Business intelligence visualization guru Stephen Few wrote an interesting analysis of a Malcolm Gladwell talk he attended during a SAS Institute conference. Key idea:
Our former problems were usually solved by digging up and revealing the right information. He used Watergate as an example, pointing out that key information was hidden, and the problem was solved when Washington Post journalists Woodward and Bernstein were finally able to uncover this information that had been concealed. Modern problems, on the other hand, are not the result of missing or hidden information, Gladwell argued, but the result, in a sense, of too much information and the complicated challenge of understanding it. Enron was his primary example. The information about Enron’s practices was not kept secret. In fact, it was published in several years’ worth of financial reports to the SEC, totaling millions of pages. The facts that led to Enron’s rapid implosion were there for anyone who was interested to see, freely available on the Internet, but weren’t understood until a journalist spent two months reading and struggling to make sense of Enron’s earnings, which led him to discover that they existed only as contracts to buy energy at a particular price in the future, not as actual cash in the bank. The problems that we face today, both big ones in society like the current health care debate and smaller ones like strategic business decisions, do not exist because we lack information, but because we don’t understand it. They can be solved only by developing skills and tools to make sense of information that is often complex. In other words, the major obstacle to solving modern problems isn’t the lack of information, solved by acquiring it, but the lack of understanding, solved by analytics.

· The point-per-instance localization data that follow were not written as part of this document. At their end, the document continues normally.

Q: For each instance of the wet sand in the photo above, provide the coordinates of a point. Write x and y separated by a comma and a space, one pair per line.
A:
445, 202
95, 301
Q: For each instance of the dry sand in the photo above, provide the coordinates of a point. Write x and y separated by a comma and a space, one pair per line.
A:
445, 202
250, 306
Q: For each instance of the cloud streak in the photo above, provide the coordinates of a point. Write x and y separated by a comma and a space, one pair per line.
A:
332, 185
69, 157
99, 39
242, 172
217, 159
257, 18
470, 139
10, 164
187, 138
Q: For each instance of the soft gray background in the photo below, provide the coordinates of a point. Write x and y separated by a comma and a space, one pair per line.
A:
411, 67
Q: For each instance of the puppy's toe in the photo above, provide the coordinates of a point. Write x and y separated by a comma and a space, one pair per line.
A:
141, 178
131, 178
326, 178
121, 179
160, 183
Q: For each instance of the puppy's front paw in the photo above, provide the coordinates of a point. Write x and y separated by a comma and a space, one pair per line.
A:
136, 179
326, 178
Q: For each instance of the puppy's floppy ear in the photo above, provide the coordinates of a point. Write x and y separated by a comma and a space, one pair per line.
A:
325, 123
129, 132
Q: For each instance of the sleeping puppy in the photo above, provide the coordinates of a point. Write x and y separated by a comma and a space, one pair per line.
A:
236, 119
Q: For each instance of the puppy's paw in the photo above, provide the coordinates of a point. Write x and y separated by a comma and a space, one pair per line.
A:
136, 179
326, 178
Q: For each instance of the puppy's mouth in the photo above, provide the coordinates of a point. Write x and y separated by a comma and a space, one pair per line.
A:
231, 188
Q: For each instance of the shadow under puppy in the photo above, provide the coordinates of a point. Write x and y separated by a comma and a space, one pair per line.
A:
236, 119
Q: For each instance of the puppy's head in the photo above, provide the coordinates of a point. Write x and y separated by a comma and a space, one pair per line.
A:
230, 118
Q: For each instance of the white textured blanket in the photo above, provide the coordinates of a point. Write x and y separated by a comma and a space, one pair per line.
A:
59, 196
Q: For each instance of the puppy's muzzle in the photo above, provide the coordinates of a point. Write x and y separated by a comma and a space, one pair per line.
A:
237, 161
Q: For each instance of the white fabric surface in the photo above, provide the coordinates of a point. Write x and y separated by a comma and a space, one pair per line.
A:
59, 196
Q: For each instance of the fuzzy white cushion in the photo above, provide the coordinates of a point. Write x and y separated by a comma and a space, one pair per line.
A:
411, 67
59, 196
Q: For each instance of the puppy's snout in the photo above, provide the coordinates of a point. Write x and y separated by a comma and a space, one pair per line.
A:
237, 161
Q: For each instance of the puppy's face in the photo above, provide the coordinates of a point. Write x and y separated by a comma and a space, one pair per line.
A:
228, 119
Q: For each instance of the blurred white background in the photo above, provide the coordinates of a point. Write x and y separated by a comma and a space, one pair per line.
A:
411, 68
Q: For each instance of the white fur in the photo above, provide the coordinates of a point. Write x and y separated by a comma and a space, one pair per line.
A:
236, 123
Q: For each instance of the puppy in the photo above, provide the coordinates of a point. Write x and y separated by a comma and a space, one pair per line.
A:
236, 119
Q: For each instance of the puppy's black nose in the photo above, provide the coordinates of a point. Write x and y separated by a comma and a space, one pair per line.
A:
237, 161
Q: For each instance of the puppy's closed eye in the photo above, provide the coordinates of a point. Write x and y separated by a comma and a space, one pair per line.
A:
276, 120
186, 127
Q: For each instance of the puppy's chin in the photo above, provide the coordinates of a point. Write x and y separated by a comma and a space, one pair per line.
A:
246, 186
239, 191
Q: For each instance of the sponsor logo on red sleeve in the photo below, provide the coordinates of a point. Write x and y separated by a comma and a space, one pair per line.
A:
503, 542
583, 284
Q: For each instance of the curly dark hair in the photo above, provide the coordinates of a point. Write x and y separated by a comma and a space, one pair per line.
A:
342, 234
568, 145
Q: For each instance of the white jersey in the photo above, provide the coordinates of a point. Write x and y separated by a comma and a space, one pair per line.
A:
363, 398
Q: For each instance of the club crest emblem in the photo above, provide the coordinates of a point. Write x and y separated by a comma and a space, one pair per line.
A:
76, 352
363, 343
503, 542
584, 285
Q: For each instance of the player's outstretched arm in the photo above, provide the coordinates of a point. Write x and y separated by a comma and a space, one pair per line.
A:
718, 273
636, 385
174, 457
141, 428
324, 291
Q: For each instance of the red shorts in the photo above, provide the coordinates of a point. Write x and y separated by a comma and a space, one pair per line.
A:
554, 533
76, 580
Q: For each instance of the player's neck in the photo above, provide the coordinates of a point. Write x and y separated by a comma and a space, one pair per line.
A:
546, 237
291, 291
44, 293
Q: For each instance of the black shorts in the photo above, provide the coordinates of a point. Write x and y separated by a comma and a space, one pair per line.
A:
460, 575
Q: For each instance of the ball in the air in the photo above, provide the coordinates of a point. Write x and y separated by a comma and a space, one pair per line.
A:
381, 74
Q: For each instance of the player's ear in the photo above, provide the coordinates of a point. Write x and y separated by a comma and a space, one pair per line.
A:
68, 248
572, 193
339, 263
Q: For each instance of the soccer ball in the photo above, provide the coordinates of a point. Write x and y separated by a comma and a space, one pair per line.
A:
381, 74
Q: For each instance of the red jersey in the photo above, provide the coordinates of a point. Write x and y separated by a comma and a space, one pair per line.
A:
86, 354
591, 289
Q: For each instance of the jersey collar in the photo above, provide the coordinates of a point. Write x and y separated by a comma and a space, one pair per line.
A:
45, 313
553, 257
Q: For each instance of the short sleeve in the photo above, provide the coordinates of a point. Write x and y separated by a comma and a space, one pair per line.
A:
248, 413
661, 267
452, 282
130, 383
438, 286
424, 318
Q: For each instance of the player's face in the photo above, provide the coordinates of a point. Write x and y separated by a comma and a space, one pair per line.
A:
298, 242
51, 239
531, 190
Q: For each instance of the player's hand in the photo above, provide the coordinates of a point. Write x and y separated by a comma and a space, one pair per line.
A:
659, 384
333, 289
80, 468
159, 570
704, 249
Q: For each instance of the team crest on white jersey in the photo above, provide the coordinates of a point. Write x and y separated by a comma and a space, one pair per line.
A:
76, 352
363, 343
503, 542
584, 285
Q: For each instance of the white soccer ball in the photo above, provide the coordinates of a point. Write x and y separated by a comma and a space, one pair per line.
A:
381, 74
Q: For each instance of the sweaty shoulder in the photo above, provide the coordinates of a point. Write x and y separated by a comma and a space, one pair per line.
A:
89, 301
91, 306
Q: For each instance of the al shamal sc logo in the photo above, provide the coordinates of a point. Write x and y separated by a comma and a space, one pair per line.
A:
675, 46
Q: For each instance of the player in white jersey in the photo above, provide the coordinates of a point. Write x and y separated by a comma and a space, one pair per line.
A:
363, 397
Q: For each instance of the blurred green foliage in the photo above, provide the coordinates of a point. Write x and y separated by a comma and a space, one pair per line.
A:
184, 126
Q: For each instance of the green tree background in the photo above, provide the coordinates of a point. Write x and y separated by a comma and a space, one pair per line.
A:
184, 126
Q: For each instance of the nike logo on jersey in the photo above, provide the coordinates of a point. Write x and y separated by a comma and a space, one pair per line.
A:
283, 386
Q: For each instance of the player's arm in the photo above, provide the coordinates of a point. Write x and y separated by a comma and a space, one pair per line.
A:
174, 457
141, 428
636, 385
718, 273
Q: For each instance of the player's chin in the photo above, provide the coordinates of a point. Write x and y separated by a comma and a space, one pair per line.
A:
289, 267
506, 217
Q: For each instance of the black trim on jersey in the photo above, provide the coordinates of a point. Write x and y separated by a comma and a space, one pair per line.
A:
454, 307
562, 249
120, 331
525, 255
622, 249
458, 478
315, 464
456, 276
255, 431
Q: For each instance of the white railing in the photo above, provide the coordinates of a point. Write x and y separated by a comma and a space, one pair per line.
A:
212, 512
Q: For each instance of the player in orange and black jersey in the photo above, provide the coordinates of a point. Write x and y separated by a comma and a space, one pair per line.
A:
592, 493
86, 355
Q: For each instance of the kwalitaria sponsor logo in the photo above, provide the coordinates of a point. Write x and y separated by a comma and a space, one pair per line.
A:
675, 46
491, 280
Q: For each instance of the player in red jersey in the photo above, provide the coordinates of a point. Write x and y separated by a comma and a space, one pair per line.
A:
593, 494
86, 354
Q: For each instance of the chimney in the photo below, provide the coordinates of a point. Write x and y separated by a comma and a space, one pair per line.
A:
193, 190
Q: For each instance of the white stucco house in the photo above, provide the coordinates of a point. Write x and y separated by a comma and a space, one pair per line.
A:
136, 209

For Austin’s public sector, there are three related problems.
First, there is no notion that data is a public good that Austin’s citizens are entitled to have. Access to data is presently a discretionary privilege granted in the event that a request clears freedom of information requirements and/or bureaucratic obstacles. This level of protection makes sense when it comes to individualized records, but it does not make sense for the types of data sets that are useful for most policy discussions (think water demand in the WTP4 debate.)
Second, because there isn’t an affirmative expectation that data sets should to be gathered and put out to the public, many opportunities to assemble useful data sets are not explored. What factors predict a good cop or a water main bursting? Data on these can be gathered, put out in the public in a way that does not compromise individual privacy and allows for crowd-sourced crunching and accountability. There is no expectation and thus, there are no systems in place to create these data products. These are just as essential as the budget (which if you think about it, is also a data product) and need to start being considered basic elements of local government transparency just like an annual, line-by-line budget is a basic expectation.
Third, our overall innumeracy as a society gets in the way of understanding the nuances revealed by data analysis. I am thinking for example of the controversy about Austin Energy’s renewable push and how it is absent any concept of volatility or dissection into the rate of annualized increases.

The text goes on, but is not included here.